Instructor Notes: Materials from Data Carpentry [Python Ecology](https://github.com/datacarpentry/python-ecology-lesson), where I am a maintainer. Issues raised in this lesson informed discussion on [pull request](https://github.com/datacarpentry/python-ecology-lesson/pull/309).  

# August 23

Today, we'll be continuing our initial explorations of data with python. The main topic that we'll be dealing with is how to subset data. For many of us, our datasets are large enough that viewing it all at once will be hard, or annoying. We will focus our energy today on how we can break down datasets to be more usefully small.

An empty cell is below. With a partner, load the pandas library as pd, and read in the data to a variable called `surveys_df`.


# Selecting Data Using Headers

Square brackets can be used to select columns by the header name. How can we view what columns we have? Let's take a look at the `species_id` column.

In [None]:
surveys_df['species_id']

In [None]:
surveys_df.species_id

Are these two outputs equivalent? How could we check? I've left a blank cell below - try coming up with a way to check for equivalence between these outputs.

We can also select multiple columns from one dataframe. Look at the below code - why do we have two brackets? I try to point out little details like this - things I figured out by doing, but can make a difference to your _understanding_. 

In [None]:
# Select the species and plot columns from the DataFrame
surveys_df[['species_id', 'plot_id']]


In [None]:
# What happens when you flip the order?
surveys_df[['plot_id', 'species_id']]

Let's try to grab that species column again.

In [None]:
# What happens if you ask for a column that doesn't exist?
surveys_df['speciess']

Uh-oh - what happened? Look closely at the error message.

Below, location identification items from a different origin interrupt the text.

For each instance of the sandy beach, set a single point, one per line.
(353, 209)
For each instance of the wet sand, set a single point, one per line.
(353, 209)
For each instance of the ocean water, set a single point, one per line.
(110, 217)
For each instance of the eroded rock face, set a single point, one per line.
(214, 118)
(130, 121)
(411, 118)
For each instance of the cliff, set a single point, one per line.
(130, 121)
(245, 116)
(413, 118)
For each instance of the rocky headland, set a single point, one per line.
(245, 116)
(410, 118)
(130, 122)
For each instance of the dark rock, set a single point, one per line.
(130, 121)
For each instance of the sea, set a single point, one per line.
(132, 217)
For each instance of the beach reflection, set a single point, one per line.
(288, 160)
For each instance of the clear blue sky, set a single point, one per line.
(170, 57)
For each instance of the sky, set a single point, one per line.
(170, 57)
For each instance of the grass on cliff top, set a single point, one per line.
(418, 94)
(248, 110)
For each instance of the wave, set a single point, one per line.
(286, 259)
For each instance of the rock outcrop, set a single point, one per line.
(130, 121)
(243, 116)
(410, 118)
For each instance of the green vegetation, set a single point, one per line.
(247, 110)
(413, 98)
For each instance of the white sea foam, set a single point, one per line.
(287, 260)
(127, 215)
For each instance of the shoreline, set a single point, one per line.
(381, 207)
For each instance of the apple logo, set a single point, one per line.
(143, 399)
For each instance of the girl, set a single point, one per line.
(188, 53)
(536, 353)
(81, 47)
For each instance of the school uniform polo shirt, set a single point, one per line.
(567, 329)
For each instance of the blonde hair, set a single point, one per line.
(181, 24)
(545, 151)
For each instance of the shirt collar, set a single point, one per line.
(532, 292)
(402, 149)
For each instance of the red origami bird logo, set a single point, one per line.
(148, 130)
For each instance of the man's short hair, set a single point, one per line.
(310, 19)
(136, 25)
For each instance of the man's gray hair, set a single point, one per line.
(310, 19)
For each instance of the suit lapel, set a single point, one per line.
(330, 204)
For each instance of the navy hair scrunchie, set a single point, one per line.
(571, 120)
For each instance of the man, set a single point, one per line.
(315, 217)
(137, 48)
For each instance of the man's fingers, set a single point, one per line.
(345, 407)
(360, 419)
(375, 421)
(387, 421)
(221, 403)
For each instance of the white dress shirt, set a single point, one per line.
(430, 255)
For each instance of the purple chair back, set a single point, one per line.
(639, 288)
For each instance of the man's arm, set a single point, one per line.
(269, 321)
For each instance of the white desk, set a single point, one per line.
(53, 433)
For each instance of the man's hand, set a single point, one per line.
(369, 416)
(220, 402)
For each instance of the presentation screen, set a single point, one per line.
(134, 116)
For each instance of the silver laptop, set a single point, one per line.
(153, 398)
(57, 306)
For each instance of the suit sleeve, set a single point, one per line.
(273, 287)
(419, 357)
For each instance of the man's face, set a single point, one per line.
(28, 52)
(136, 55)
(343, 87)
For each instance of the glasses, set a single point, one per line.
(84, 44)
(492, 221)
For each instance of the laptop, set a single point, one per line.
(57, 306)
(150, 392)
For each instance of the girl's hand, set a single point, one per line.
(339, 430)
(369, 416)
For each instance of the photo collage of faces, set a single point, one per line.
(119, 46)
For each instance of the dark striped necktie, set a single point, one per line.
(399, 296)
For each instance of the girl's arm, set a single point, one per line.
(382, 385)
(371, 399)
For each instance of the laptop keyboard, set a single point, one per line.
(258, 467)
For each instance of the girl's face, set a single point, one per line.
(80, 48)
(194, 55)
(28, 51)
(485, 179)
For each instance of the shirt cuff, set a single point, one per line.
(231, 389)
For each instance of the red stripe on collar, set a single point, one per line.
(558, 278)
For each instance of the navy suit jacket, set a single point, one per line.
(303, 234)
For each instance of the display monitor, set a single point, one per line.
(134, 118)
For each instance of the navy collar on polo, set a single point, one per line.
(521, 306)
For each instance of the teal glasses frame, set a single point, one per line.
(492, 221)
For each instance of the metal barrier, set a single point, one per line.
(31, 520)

# How to Google An Error Message, part 1

Googling for error messages, or help, is important, and it's something we don't often talk about how to do effectively. Let's take a moment and look at our error message. The first thing we're going to do is look at the anatomy of an error message. Then, we will separate it into a generalizeable error, and a specific error. 

![](img/traceback.png)

The above image is of the "traceback". This shows where in the pandas functions we came up with the problem. For large, complex libraries, this can be a huge amount of material. This is often for people who might be editing functions, not as much for the end user. The below shows us what our error was.

![](img/specific.png)

This tells us that we made a `KeyError: speciess`. What part of this error do you think is general, and what part is specific to us? 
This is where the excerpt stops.